Final answer:
The quality factor (Q) for a series resonant circuit with a resonant frequency of 6000 Hz and bandwidth of 500 Hz is approximately 1.9. The inductive reactance at resonance is 60000Ω. From this, we can calculate the inductance (L) and capacitance (C) values required for the resonant frequency.
Step-by-step explanation:
The question asks about the quality factor (Q), inductive reactance at resonance, and the inductance and capacitance values for a series resonant circuit with given parameters.
To find the quality factor (Q) of the circuit, use the formula Q = ω₀/(2πΔω), where ω₀ is the resonant frequency and Δω is the bandwidth.

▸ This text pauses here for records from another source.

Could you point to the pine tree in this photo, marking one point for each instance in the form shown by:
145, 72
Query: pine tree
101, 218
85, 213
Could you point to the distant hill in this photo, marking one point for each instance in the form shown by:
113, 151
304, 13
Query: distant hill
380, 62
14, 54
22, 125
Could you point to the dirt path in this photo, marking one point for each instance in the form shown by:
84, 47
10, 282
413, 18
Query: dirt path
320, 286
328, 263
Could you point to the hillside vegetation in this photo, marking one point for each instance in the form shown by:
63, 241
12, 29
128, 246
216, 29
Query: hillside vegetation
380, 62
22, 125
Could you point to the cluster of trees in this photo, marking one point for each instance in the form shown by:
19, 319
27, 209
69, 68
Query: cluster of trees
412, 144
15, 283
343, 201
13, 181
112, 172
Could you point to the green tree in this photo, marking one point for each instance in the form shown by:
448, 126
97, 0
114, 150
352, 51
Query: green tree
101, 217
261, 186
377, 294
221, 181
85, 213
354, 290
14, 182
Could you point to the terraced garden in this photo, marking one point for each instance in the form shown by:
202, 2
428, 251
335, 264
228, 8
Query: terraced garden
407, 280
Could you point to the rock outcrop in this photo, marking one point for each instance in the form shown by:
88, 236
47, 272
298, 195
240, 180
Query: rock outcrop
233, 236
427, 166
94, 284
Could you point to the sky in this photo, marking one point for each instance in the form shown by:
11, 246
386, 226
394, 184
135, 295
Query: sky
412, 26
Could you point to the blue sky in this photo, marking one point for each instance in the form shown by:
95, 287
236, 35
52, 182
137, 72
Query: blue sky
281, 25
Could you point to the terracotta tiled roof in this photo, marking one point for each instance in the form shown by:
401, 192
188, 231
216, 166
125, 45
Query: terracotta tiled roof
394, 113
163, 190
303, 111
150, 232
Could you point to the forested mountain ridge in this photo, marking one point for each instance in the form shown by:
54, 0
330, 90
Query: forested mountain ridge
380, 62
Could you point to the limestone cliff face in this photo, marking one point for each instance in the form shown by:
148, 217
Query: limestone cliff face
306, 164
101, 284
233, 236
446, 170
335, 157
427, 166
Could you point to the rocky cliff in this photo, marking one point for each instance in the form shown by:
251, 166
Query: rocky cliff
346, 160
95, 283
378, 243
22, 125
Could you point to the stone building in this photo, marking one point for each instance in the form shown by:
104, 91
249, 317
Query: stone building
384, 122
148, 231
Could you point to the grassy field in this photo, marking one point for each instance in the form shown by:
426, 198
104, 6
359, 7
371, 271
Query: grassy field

From the given resonant frequency of 6000 Hz and a bandwidth of 500 Hz, we calculate Q as:
Q = 6000/(2π×500) = 6000/3140 ≈ 1.9
The inductive reactance at resonance (Xₜ) can be found using the formula Xₜ = ΩR, where R is the resistance and Ω is the resonant frequency. With R given as 10Ω and Ω as 6000 Hz, the inductive reactance is:
Xₜ = 10Ω × 6000 = 60000Ω
To calculate the value of the inductor (L), we use the formula Xₜ = 2πΩL. With the inductive reactance found above, we solve for L to find the inductance of the circuit. Finally, to find the value of the capacitor (C), the resonance condition ΩL = 1/(Ω2πΩC) is used, and C can be solved for algebraically. These calculations result in the inductance and capacitance values needed for the circuit to resonate at the given frequency.